Si une femme formule sa demande d'IVG juste avant la douzième semaine, elle peut se voir proposer un rendez-vous trop tardif pour respecter le délai légal. Une fois passé le délai de douze semaines, quelles solutions se présentent-elles alors à elle ? En réalité, aucune en France. Elle devra aller à l'étranger, prendre en charge l'ensemble des frais ou sera contrainte de poursuivre une grossesse qu'elle ne voulait pas.
Je terminerai sur les conclusions du Comité consultatif national d'éthique, après avoir rappelé qu'il n'existe que peu, voire pas de différence entre douze et quatorze semaines de grossesse du point de vue des complications. Le CCNE a estimé qu'il n'y avait pas d'objection éthique à allonger le délai d'accès à l'IVG de deux semaines.

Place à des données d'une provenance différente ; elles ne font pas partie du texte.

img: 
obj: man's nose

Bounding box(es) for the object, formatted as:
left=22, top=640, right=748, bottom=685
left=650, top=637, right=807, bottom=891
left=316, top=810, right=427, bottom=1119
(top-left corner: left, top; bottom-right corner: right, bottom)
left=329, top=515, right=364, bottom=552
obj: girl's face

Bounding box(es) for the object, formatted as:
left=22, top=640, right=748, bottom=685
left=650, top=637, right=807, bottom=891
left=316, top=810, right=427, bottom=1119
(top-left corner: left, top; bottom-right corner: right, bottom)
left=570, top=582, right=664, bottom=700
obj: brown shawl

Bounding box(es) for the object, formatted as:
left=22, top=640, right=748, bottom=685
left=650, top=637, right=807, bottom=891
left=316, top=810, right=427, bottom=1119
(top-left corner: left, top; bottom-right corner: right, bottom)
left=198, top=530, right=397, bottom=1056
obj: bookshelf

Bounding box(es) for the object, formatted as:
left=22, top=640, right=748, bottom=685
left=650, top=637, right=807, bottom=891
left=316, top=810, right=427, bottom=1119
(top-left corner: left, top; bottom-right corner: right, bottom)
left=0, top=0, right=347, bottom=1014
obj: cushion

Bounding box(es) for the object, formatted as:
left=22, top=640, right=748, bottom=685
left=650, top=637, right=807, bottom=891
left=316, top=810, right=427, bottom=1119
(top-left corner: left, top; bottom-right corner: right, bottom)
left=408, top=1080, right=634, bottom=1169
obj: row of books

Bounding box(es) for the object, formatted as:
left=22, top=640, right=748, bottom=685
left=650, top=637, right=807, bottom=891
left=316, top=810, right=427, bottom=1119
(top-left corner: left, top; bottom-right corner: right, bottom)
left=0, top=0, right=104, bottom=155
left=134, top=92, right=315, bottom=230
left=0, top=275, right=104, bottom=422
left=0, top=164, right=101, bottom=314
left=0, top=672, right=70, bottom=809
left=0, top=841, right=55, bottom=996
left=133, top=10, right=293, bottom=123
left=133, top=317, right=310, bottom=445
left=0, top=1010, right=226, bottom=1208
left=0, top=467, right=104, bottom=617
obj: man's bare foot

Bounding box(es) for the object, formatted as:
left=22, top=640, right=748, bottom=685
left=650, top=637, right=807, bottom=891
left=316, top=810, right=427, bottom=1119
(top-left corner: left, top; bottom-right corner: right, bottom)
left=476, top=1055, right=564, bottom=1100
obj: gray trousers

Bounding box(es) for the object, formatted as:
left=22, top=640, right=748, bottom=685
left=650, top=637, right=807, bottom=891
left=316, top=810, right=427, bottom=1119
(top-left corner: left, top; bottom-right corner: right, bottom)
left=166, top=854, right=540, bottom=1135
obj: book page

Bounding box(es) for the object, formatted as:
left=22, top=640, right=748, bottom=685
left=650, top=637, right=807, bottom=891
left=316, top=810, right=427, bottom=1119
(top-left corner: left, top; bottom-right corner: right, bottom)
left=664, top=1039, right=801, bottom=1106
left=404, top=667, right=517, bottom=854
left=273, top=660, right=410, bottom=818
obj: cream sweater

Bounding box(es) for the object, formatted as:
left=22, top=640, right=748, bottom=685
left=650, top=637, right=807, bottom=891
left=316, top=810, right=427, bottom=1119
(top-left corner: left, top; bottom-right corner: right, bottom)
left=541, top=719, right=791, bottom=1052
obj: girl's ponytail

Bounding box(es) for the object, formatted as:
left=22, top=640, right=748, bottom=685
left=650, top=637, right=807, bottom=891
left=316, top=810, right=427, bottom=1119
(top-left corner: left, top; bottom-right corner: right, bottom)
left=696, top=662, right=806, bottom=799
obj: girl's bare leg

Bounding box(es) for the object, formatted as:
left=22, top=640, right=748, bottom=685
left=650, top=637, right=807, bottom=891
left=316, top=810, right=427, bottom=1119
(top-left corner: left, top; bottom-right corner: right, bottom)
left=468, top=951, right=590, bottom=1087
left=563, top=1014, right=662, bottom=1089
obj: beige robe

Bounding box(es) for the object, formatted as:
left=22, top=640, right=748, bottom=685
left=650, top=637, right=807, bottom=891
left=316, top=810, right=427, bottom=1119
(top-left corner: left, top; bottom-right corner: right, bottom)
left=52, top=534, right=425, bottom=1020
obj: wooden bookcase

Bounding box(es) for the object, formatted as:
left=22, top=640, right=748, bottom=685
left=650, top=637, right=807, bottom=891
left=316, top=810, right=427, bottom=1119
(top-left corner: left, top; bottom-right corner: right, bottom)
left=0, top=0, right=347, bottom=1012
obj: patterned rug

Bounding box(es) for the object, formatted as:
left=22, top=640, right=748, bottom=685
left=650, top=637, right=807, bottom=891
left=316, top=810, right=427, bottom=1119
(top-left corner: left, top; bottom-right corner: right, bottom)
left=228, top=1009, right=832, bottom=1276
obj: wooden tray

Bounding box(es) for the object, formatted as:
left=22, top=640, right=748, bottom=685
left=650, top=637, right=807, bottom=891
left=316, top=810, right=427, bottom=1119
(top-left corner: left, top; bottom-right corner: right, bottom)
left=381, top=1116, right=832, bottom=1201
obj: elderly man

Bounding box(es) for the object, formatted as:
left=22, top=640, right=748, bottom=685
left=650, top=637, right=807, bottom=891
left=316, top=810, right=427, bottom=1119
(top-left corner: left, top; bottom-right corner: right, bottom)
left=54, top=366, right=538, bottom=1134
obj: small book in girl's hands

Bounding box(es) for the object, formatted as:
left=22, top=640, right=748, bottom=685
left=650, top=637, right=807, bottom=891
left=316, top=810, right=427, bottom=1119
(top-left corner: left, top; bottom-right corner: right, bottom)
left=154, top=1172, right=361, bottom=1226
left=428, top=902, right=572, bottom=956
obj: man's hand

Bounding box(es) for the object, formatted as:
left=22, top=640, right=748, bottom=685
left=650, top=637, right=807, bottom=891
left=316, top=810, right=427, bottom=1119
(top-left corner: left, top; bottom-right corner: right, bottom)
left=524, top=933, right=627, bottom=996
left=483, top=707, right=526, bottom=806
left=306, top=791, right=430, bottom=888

L'autre sujet essentiel abordé par la proposition de loi est la suppression de la clause de conscience spécifique, que l'on appelle également la double clause de conscience. Il s'agissait de l'un des éléments de compromis ayant permis l'adoption de la loi Veil en 1975 face à une majorité hostile à la dépénalisation de l'IVG. À l'heure où nous devons œuvrer pour une revalorisation de l'activité d'IVG, cette double clause de conscience maintient l'IVG dans un cadre médical distinct de tous les autres actes liés à la santé reproductive de la femme et n'apporte, en réalité, aucune protection supplémentaire aux professionnels de santé par rapport à leur clause de conscience générale, laquelle, inscrite dans le code de déontologie, permet à tout soignant de refuser de pratiquer tout acte qu'il estime contraire à son éthique, à sa morale ou à un choix médical qui n'est pas le sien – ce qui est heureux. Le maintien de la double clause de conscience ne sert donc qu'à stigmatiser l'IVG.
Nous notons également les autres avancées du texte : la compétence des sages-femmes en matière d'IVG, la suppression du délai de réflexion de deux jours, l'allongement de l'IVG médicamenteuse en ville de cinq à sept semaines et l'obligation de la pratique du tiers payant.
Pour toutes les femmes que j'ai évoquées, un espoir est né il y a un an, le 8 octobre 2020, lors de l'adoption de la proposition de loi défendue par notre collègue Albane Gaillot, qui reprenait le rapport d'information sur l'accès à l'IVG que j'ai rédigé avec Cécile Muschotti.
Parce que le combat des socialistes s'est toujours fondu avec le féminisme, nous avions décidé de faire avancer cette proposition de loi en l'inscrivant à l'ordre du jour de notre niche parlementaire au Sénat, puis à l'Assemblée nationale, le 18 février dernier. Malheureusement, du fait de l'obstruction de certains députés du groupe LR, nous n'avons pu examiner ce texte en séance publique. Nous avions alors déclaré que nous serions solidaires de toutes celles et ceux qui assumeraient les étapes suivantes afin de garantir le plus rapidement possible l'effectivité du droit à l'avortement.
Toutefois, il aura fallu attendre dix mois pour que cette proposition de loi puisse enfin poursuivre son parcours, à l'initiative du groupe majoritaire. Nous avons perdu du temps, mais la fin est imminente. La fin prochaine de la législature réduit aussi les chances de voir cette loi promulguée avant ce terme. Monsieur le ministre, ce texte doit être examiné au Sénat avant de revenir à l'Assemblée nationale. La balle est donc dans votre camp, nous vous appelons à soutenir ce texte et à tout faire pour qu'il soit promulgué sous cette législature. Nous comptons sur votre volontarisme.